A classic, delicious dessert combining the tartness of rhubarb with the sweetness of strawberries, all nestled in a buttery, flaky pie crust. This homemade strawberry rhubarb pie is a perfect balance of flavors, making it an ideal treat for any occasion.


Ingredients

Scale

For the Pie Crust:

  • 1/2 cup chilled butter, cut into small cubes
  • 1 1/2 cups all-purpose flour
  • 1/2 teaspoon salt
  • 1/4 cup ice water (more if needed)

For the Filling:

  • 2 cups fresh or frozen rhubarb, cut into 1-inch pieces
  • 2 cups fresh strawberries, hulled and sliced
  • 1 1/4 cups sugar
  • 3 tbsp cornstarch
  • 1 tbsp lemon juice
  • 1/2 tsp vanilla extract

Instructions

  • Preheat the oven to 375°F (190°C).
  • In a large bowl, combine the chilled butter, flour, and salt.
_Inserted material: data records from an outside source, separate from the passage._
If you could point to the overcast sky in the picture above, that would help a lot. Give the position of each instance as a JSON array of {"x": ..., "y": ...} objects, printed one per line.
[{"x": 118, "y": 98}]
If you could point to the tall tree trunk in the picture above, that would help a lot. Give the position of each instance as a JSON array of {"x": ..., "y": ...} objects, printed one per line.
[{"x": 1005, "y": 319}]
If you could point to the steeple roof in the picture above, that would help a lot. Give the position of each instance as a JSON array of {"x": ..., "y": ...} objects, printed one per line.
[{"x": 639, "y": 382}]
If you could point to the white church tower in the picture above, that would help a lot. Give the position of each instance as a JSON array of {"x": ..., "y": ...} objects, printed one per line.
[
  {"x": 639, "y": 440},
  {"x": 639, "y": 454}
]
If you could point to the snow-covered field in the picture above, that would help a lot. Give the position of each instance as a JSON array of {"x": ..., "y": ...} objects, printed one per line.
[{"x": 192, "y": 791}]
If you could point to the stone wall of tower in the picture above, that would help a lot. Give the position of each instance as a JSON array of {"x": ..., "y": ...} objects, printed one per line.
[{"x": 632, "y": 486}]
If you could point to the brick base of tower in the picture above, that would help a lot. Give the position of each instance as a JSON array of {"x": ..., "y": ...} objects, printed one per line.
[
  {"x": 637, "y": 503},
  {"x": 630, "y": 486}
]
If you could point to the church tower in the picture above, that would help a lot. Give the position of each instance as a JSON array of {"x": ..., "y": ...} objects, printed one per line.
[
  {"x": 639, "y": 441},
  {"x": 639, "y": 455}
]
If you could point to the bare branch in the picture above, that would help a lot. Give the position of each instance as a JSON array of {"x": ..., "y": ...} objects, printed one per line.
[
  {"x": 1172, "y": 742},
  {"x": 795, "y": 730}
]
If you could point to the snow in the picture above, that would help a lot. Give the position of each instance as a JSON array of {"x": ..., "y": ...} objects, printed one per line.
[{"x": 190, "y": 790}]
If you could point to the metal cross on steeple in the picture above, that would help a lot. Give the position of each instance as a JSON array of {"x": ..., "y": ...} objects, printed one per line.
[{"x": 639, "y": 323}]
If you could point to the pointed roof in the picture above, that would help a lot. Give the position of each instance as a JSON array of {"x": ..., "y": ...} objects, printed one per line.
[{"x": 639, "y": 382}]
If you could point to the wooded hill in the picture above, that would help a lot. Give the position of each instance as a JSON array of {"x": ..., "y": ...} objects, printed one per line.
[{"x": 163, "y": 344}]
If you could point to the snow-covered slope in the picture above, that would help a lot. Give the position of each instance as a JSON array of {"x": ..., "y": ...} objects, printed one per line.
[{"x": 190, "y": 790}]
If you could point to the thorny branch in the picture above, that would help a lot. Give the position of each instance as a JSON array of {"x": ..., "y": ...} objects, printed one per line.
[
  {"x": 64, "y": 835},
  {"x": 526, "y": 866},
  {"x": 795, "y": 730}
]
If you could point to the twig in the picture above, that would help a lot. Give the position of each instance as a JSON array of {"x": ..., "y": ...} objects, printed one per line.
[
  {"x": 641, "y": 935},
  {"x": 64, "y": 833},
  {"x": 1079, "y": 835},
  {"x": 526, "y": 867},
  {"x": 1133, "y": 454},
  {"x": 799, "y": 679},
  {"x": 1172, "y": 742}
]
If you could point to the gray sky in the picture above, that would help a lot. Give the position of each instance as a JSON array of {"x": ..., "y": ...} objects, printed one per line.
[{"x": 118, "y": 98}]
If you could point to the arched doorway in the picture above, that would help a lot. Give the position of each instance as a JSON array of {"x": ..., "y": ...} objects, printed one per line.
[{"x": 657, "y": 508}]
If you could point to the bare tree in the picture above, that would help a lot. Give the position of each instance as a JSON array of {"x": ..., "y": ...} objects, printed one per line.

Using a pastry cutter or your fingers, mix until the dough starts to come together and forms pea-sized crumbs.
  • Slowly add ice water, a tablespoon at a time, until the dough comes together into a ball.
  • Roll out the dough on a floured surface to fit a 9-inch pie dish.
  • Place the dough into the pie dish, gently pressing it into the bottom and sides. Trim off any excess dough from the edges and crimp to form a decorative edge.
  • In a separate bowl, prepare the strawberry rhubarb filling: Combine the rhubarb, strawberries, sugar, cornstarch, lemon juice, and vanilla extract. Stir to combine and coat the fruit evenly.
  • Pour the filling into the prepared pie crust.
  • Bake in the preheated oven for 45-50 minutes, or until the crust is golden brown and the filling is bubbling.
  • Allow the pie to cool before serving.

Notes

  • You can add a lattice top or a full top crust, depending on your preference.
  • For a more golden crust, brush the top with a little egg wash before baking.
  • If you prefer a sweeter pie, adjust the sugar to your taste.